To quote Little Brother, I am gonna do this Biden style, “bullet point, bullet point, bullet point.”
* Middle Monkey points out immediately that Gwen’s jacket looks like it was made with a bedspread from La Quinta.
* Dude, she started pointing at him when she got upset…kinda bad form but what do I know, I live in a town with 6,145,037 people, I’m not not running a state of less than 700,000. Maybe that plays well in Chickaloon?
* Why is she only referencing McCain’s experience? OH YEAH, I FORGOT…
* I take serious offence to the characterization of middle America as “Joe Six Packs”…the beer I drink is WAY to expensive to come in six packs with plastic rings holding it together. Good God woman!
* Good call for Joe correcting her on the Barack vote where he voted the same as McCain and reminding her she didn’t answer the question…BOOYAH.
* Good call for Joe reminding everyone of the ridiculous tax breaks that oil companies continue to get with support from the right wing freaks in this country.
* NICE! Sarah sounds the “kill foreign aid” bell that Repubs love to throw around but use to buy favors and influence everyday around the world, secretly, in back room deals with third world countries, just like it should be, 1940’s style. And, as the wealthiest nation in the world aren’t we still spending less than 3% of our budget on that? ::shrugs shoulders::
* Lets be clear, Dems support no further Federal intervention in civil unions…Repubs want to outlaw gay marriage. Big difference…even though you would like to make it seem similar, Ms.

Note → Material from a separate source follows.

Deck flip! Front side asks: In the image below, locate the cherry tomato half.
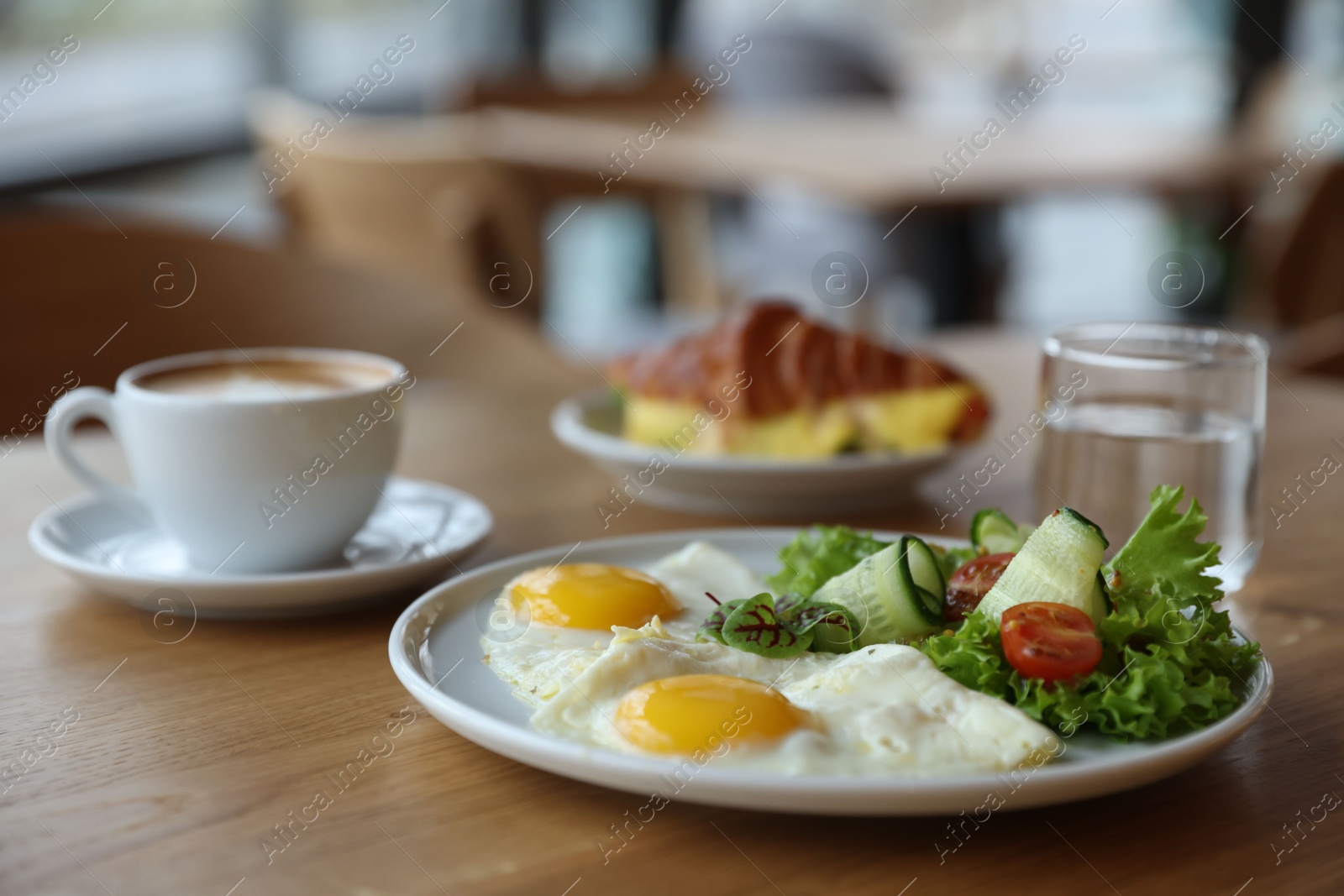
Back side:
[999,600,1100,681]
[942,553,1017,622]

Big-Giant-Flag-Pin-Wearing Palin.
* Pointing out said pin, Monkeys Middle and Judgemental ask, with all that bling, where’s her grill and her medallion?
* OMG did she just say the “Talibany” is in Iraq? That’s officially the new boogie man in this house. Be good kids or the Talibany will come get you!
* What’s with the conservative accent Monkeys ask? Again with the nuclear? Did no one cover that in the briefing?
* I think she called the leaders of Cuba the “Castrol Brothers”…
* Good point Joe, no difference in the McCain position and the Bush Administration.
* Okay, really, a shout out to the third graders back home? I thought the pointing was bad form but I am thinking that is kinda tacky. Of course if they are registered voters in Alaska, more power to her for the rally of the troops.
UPDATE: Great point by Brandon that I forgot to mention, it’s not MCCLELLAN…
Seriously, I could do this all night. I don’t like her, not one bit. My advise to Sarah? Go run the Iditarod bitch…there is some serious shit to be done here and NOW, especially NOW, I have no confidence AT ALL you can run this country when McCain is compromised. In fact, it scares the hell out of me that you would get that chance.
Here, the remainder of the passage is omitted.